Het netsnoer is wellicht niet goed aangesloten.
Controleer of het netsnoer goed op de FAX en de wandcontactdoos is
aangesloten ( p.27). Als het faxapparaat is aangesloten op een
verzamelcontactdoos, zorg dan dat deze verzamelcontactdoos is aangesloten
op de wandcontactdoos en is ingeschakeld.
Het snoer van de optionele handset of het telefoonsnoer is wellicht defect.
Controleer dit door een ander snoer te gebruiken.
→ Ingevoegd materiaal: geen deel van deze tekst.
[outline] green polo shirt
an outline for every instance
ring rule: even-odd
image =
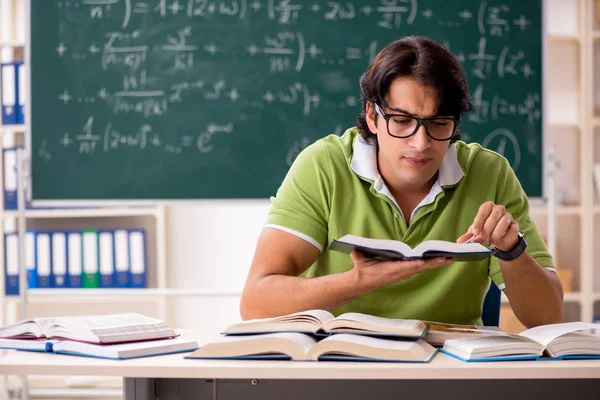
[[[356,128],[341,137],[327,136],[294,161],[271,198],[265,226],[292,233],[321,250],[302,274],[313,278],[353,267],[348,254],[328,250],[333,239],[353,234],[399,240],[411,247],[432,239],[454,242],[486,201],[506,207],[527,237],[527,251],[540,265],[555,271],[529,216],[527,196],[508,161],[475,143],[450,145],[431,192],[406,224],[377,170],[375,146],[364,142]],[[379,288],[333,312],[481,325],[490,278],[504,288],[496,257],[454,262]]]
Problemen bij het afdrukken
De alarmindicator licht op en de FAX piept tijdens het
afdrukken.
Er kan een papierstoring zijn opgetreden.
Verwijder het vastgelopen papier ( p. 133).
Als er geen papierstoring is, koppelt u de FAX los, wacht u 5 seconden en
koppelt het apparaat opnieuw aan. Als de alarmindicator nog steeds oplicht,
neem dan contact op met uw Canon dealer of de Canon infolijn.
Er wordt niets afgedrukt.
Het netsnoer is wellicht niet goed aangesloten.
Controleer of het netsnoer goed op de FAX en de wandcontactdoos is
aangesloten ( p. 27). Als het faxapparaat is aangesloten op een
verzamelcontactdoos, zorg dan dat deze verzamelcontactdoos is aangesloten
op de wandcontactdoos en is ingeschakeld.